When Breyer remarked "unvaccinated people," the raw transcript fails to reflect the disdain in his voice. The Court's liberals contend that it's permissible for workplace regulations to drive away employees because other individuals could resign rather than work with them, which is a surprising turn of events. Imagine the outrage if this had been spoken by a judge concerning, say, HIV-positive persons. Justice William Brennan was defending a tuberculosis-affected teacher in 1987. What a shift in liberal attitudes there has been.

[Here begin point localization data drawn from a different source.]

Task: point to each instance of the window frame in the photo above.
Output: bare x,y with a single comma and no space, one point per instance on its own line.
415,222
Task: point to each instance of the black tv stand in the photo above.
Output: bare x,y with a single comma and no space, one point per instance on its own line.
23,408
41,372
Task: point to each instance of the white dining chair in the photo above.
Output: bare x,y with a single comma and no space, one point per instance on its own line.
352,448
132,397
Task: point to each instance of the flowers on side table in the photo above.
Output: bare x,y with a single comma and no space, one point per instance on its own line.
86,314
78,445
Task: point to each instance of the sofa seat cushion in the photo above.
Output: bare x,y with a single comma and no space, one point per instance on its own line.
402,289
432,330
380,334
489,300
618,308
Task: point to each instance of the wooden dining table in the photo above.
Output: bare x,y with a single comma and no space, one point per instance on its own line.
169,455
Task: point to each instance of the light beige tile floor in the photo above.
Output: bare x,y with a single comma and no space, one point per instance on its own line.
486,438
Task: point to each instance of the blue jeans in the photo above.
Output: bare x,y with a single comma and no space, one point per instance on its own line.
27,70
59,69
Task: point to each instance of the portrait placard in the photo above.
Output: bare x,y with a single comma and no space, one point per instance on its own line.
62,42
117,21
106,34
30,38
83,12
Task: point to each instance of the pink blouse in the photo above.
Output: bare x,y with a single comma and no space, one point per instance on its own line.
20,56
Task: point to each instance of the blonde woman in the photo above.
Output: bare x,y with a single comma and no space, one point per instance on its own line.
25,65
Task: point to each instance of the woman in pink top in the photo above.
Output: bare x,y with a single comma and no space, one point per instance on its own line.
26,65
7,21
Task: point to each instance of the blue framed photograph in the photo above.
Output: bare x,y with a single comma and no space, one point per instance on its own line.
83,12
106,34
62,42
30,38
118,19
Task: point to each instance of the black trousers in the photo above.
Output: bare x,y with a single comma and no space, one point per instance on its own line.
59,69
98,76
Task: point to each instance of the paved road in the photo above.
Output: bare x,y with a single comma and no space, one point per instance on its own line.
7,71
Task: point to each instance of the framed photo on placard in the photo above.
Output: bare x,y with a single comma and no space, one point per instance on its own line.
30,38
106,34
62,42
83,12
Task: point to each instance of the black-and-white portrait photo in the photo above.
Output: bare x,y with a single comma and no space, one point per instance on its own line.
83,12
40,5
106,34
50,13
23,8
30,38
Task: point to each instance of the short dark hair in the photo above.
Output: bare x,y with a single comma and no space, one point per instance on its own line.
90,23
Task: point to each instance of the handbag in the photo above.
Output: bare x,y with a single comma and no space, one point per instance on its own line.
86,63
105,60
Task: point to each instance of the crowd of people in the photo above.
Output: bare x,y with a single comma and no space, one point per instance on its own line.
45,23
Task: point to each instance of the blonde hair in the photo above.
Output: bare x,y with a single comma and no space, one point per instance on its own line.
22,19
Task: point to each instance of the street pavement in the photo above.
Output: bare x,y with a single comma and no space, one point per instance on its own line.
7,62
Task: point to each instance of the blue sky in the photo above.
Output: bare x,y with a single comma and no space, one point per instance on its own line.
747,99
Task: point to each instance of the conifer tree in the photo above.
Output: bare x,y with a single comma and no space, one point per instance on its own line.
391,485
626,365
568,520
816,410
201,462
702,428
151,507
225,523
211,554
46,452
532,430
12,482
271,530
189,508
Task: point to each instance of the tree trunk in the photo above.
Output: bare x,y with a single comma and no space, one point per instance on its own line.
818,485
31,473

The irony, of however, is that the Omicron form renders the entire idea of unvaccinated persons posing a risk to the vaccinated outdated, as it transmits just as easily between vaccinated and unvaccinated people. That doesn't negate the need of vaccination; the increased ease with which the disease spreads means you're putting yourself at higher danger by not being vaccinated, because it's harder to avoid the sickness, making it all the more important to build your immunity against serious illness. However, this discourse of unvaccinated workers being harmful subhuman presences in the workplace is already out of date in 2022.